In a recent exclusive interview with Business Hallmark the managing director of First Bank of Nigeria, Dr Adesola Adeduntan, was thrilled by the strides the country was making in the agriculture sector and enthused that the country would son witness a more forceful and meaningful participation of once wary local banks in funding the sector. According to Adeduntan, ‘If we continue to take a frontal thrust at the sector and increasingly derisk it, we should see a larger participation rate of banks in the agro-industrial sector, and this should provide a robust basis for the restructuring of the economy’. Adeduntan has a valid point and Ogbe has a crucial message, but this newspaper believes that there is still a lot of lazy thinking backing the country’s agricultural foray.

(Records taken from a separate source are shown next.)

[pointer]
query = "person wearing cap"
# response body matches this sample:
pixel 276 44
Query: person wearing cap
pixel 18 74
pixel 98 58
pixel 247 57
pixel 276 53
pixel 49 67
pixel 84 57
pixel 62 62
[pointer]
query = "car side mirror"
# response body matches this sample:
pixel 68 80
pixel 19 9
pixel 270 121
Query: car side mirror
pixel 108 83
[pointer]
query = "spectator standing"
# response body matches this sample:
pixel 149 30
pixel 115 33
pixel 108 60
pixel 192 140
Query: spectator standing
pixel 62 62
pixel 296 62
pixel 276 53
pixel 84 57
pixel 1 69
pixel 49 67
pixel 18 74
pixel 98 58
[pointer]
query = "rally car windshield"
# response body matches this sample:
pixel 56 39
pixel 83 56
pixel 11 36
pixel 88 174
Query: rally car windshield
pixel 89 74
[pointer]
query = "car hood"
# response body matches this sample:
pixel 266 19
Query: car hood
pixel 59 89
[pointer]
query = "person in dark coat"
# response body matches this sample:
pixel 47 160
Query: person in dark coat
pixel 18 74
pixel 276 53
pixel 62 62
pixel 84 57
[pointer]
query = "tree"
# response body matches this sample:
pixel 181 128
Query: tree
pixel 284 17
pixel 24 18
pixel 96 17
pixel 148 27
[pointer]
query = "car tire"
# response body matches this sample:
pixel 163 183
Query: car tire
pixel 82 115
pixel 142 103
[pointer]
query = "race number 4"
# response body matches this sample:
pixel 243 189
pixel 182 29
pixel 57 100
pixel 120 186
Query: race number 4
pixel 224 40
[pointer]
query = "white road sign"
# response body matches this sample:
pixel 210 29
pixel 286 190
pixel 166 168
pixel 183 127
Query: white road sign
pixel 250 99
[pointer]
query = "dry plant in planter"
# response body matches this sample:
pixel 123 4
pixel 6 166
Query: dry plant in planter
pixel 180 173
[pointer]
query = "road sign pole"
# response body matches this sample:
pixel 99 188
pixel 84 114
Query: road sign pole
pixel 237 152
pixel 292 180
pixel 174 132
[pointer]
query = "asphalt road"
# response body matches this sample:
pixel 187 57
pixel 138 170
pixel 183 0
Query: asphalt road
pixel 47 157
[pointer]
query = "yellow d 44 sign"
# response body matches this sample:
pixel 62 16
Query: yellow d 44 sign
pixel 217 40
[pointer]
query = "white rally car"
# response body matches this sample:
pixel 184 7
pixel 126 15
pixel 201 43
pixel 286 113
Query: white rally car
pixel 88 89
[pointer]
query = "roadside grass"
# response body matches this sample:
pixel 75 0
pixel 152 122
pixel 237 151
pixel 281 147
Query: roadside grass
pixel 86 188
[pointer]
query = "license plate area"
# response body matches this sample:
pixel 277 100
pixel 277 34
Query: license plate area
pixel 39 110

First, there is a strong undertone that Nigeria’s agricultural advancement requires throwing a throng of human bodies at the sector. This is wrong.  The United States of America is one of the world’s largest agricultural exporters. If the criteria of third world were simply that of production of basic raw agricultural commodities then America would be the world’s number one third world nation. But here is the rub; America with a population of over 300 million people has only 3 % of its population engaged in agriculture. This means that just about 9 million Americans earn their living from arable American farmland. This reflects certain crucial factors in modern agriculture. Technology has made productivity less a function of the number of people tilling the soil in a laborious orgy of physical exertion. Machines and improved seed varieties have made it possible to improve yield per farm acre without a swarm of muscular farm workers. Nigeria needs to improve farm technology and battle the irritating persistence of low end value chain production where farmers simply produce unprocessed cash and food crops.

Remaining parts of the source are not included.